Protect Yourself In Case Of Phone Theft

Cell phones used to be little more than a call mechanism and a few buttons. They could not store much information beyond a few phone numbers. These days they are getting to be more and more like computers. Even the most basic cell phone has contact lists, personal information and pictures stored on it. Smartphones may have passwords, personal information, bank information and who knows what else you don’t want stolen. A thief can pick up your phone, steal your information for later use, wipe the device and sell it for profit.

cellphone flirting Stolen Personal Data

When you leave your phone at work or at a friend’s house, it’s an incredibly stressful situation. Having your phone stolen is another thing entirely. A thief can access all sorts of personal information if your phone is unsecured. Sometimes even the basic phone security is not enough to stop a dedicated thief.

What sort of information is stored on your phone? Think about how you use it. Have you stored personal notes, addresses or passwords? If you use your smartphone for banking, you might have your username and password logged somewhere. You will probably have an email address listed somewhere as well, complete with stored password.

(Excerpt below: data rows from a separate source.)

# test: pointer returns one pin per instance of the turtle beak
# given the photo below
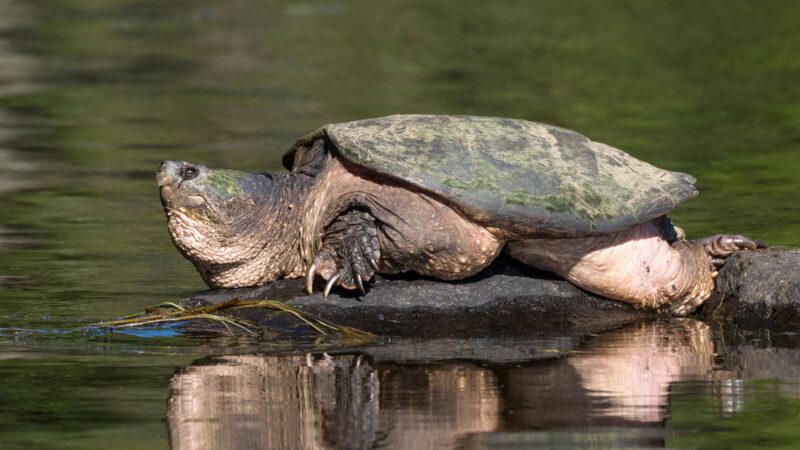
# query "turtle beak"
(169, 176)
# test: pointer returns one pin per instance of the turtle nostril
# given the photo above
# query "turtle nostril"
(188, 172)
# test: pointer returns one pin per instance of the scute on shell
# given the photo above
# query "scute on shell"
(532, 179)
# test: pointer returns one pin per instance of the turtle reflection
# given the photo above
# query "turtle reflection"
(348, 401)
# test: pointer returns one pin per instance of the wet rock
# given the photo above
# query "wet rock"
(507, 298)
(758, 290)
(755, 290)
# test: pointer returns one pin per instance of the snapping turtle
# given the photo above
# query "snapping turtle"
(442, 196)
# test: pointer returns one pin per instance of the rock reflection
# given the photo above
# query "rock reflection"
(327, 402)
(621, 378)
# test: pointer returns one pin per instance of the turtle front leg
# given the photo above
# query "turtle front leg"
(350, 253)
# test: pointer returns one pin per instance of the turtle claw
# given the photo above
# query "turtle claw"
(330, 284)
(720, 246)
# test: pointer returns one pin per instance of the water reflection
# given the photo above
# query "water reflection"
(620, 378)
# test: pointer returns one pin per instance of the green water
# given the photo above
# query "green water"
(94, 93)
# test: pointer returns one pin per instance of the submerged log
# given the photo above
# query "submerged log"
(754, 290)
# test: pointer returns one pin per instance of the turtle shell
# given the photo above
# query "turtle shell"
(531, 179)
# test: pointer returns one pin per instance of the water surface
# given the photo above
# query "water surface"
(94, 93)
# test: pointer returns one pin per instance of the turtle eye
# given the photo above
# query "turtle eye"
(188, 172)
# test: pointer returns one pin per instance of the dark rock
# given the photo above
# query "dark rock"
(758, 290)
(755, 290)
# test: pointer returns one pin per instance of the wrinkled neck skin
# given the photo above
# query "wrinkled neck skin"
(256, 243)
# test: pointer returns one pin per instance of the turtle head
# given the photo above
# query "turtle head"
(213, 214)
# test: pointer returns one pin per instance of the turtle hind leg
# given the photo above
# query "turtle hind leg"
(644, 265)
(350, 253)
(697, 254)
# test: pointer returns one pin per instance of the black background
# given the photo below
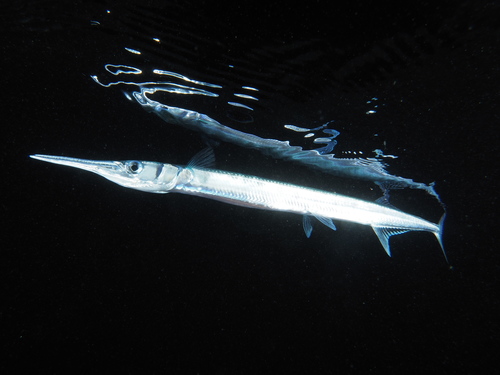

Even a fraction of this information can lead to identity theft. You might find your email has been hijacked, your bank has been accessed or your number sold to a telemarketer.

Stolen Photos

Trying to find a phone that doesn’t have a built-in camera today is an exercise in futility. Many of today’s smartphones have better cameras than the high-end digital cameras from last decade. Technology continues to improve, cameras are everywhere and the average person is constantly snapping photos or short video clips. What sort of pictures would you lose if a thief stole your phone? Are there pictures of your friends in your contacts? Will you lose memories of birthday parties or special events? Do you have photos of a more adult, personal nature you would never share with the world?

Think about what a thief could do with your pictures. Even just keeping them for their own use is slimy enough. A malicious thief could share your questionable photos with contacts. They can impersonate you with your phone and do untold damage to your personal relationships.

Contact Abuse

Even if you are not concerned about losing your phone, what about the people you have listed as contacts? A thief can access your address book and steal the phone numbers of everyone you have stored. Maybe they would never use that information. Maybe they will sell your contacts or harass your friends. Enterprising thieves might even try to contact your friends to hold your phone at ransom.

Preventing Theft and Abuse

Keeping your phone secure at all times is the best way to avoid having it stolen. Never leave your phone where you can’t see it. If you’re using a smartphone, it is a great idea to install some of the many security apps available.

Set your security pin. Every smartphone comes with certain basic security precautions, but many users tend to avoid them because of the hassle they represent. Adding a security pin can go a long way towards keeping your personal information out of the hands of thieves.

Another app you can install is a GPS tracking app. These apps will help you find your phone when you lose it, but they will also help the police find your phone if it has been stolen. Law enforcement has a hard time tracking specific devices without such assistance, so it is much better to provide any help you can.

Investigate the security precautions your smartphone manufacturer provides. Many companies will provide a method you can use to lock or wipe your phone remotely. This will prevent anyone from using your phone until you can manually unlock it. If you choose to wipe it, your contacts and information will be cleaned out, so the thief cannot steal anything. You can always restore backups later if your phone is recovered, assuming you keep such backups.

Finally, consider your browsing and usage habits. Just like with a computer, practice safe browsing habits when you use apps or the Internet with your phone. Never store passwords. Always clear your Internet history on a regular basis. Limit the number of pictures and videos you store and move them to your computer regularly. You avoid losing your data and protect yourself from theft.